One breath

The spider has repaired its web in the upper corner of the back door. Four mosquitoes are caught, one moves to free itself. I want to intervene and help but in another moment, I'd kill it if I could. Compassion arises when the suffering is seen; what is it in me that wants to free the caught and kill the free?

I'm surprised there are mosquitoes in October, that this is the only creature trapped. I watch the spider every day. Watch it re-weave the web every morning after being obliterated by the night, starting with only a few lines connected to the frame. I think this has to be a poor place for a web, but the spider doesn't seem to mind the daily task.

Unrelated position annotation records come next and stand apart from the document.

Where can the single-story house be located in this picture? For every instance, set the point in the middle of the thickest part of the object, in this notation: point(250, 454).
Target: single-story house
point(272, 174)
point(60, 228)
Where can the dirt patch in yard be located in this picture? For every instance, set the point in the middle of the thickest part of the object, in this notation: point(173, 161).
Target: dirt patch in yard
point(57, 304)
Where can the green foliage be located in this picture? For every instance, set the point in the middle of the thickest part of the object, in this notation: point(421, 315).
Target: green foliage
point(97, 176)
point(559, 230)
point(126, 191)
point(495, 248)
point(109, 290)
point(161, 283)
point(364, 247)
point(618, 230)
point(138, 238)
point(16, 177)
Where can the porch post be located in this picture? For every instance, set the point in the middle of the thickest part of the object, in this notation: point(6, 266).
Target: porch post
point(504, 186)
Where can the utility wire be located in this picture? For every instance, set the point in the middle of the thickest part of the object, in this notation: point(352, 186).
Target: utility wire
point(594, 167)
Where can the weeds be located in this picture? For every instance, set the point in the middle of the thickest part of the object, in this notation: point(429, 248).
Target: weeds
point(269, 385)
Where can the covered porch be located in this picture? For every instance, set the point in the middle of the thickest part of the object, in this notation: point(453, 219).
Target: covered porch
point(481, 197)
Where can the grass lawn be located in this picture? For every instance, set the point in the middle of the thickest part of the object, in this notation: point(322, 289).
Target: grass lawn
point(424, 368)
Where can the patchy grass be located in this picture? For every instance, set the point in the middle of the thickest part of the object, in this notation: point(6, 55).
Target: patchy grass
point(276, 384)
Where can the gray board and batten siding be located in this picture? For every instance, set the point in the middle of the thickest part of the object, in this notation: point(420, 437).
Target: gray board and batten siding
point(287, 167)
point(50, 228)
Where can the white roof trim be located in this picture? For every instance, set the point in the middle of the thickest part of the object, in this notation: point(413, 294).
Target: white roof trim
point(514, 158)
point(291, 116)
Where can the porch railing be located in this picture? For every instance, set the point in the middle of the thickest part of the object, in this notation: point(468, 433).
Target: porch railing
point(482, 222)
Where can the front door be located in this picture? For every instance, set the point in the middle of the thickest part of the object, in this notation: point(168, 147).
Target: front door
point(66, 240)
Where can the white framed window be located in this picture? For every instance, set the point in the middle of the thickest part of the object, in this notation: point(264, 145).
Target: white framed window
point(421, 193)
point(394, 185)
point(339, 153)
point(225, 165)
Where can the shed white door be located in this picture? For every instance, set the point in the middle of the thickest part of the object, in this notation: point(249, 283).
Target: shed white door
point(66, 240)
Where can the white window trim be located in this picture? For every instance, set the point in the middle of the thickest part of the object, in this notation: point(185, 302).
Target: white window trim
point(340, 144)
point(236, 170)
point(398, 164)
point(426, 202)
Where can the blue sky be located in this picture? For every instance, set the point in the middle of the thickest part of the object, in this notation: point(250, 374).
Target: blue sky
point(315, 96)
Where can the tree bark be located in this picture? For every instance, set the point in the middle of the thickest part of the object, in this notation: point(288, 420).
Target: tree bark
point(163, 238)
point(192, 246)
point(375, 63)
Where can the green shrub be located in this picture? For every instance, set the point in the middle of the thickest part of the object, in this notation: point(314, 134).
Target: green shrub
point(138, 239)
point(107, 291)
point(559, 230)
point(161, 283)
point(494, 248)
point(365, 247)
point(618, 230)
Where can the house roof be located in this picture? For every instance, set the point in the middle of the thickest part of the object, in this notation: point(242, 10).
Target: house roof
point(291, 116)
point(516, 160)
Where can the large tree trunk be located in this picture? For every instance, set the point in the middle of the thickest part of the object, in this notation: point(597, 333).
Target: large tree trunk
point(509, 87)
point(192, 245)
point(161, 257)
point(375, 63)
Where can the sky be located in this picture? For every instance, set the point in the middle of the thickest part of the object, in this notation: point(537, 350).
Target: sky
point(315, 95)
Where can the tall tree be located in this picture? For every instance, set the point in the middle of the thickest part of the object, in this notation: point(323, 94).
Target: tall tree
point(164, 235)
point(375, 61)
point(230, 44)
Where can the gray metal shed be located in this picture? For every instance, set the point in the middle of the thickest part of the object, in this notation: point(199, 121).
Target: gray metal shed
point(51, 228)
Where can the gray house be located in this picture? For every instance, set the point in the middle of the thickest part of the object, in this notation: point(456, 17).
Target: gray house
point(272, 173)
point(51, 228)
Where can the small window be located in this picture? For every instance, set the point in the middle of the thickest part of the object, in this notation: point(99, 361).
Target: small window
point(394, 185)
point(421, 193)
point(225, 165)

Now complete, symmetrical, cyclical, squared, the spider sits full-bodied and still in the center. My friend, I call it.

I want to save the mosquito and I don't. I revere the spider and yet would brush it off of me. Pondering life at this moment, revering, leaving alone, and killing, I also must tell you that right beside the door on the kitchen counter is a fruit fly trap, a cone of paper stuck in a mason jar to lure them into the fermented smell of smashed fruit soaked in apple cider vinegar. They can't get out once they go in.

Just yesterday a bird ran into the back door window, stunned, damaged, it didn't move. I stayed with it for forty minutes, gave it Reiki and talked sweet until it flew away.

There is only one cycle? It's not a cycle? A vibration? A dimension? When did we start calling it all "life" and "death"?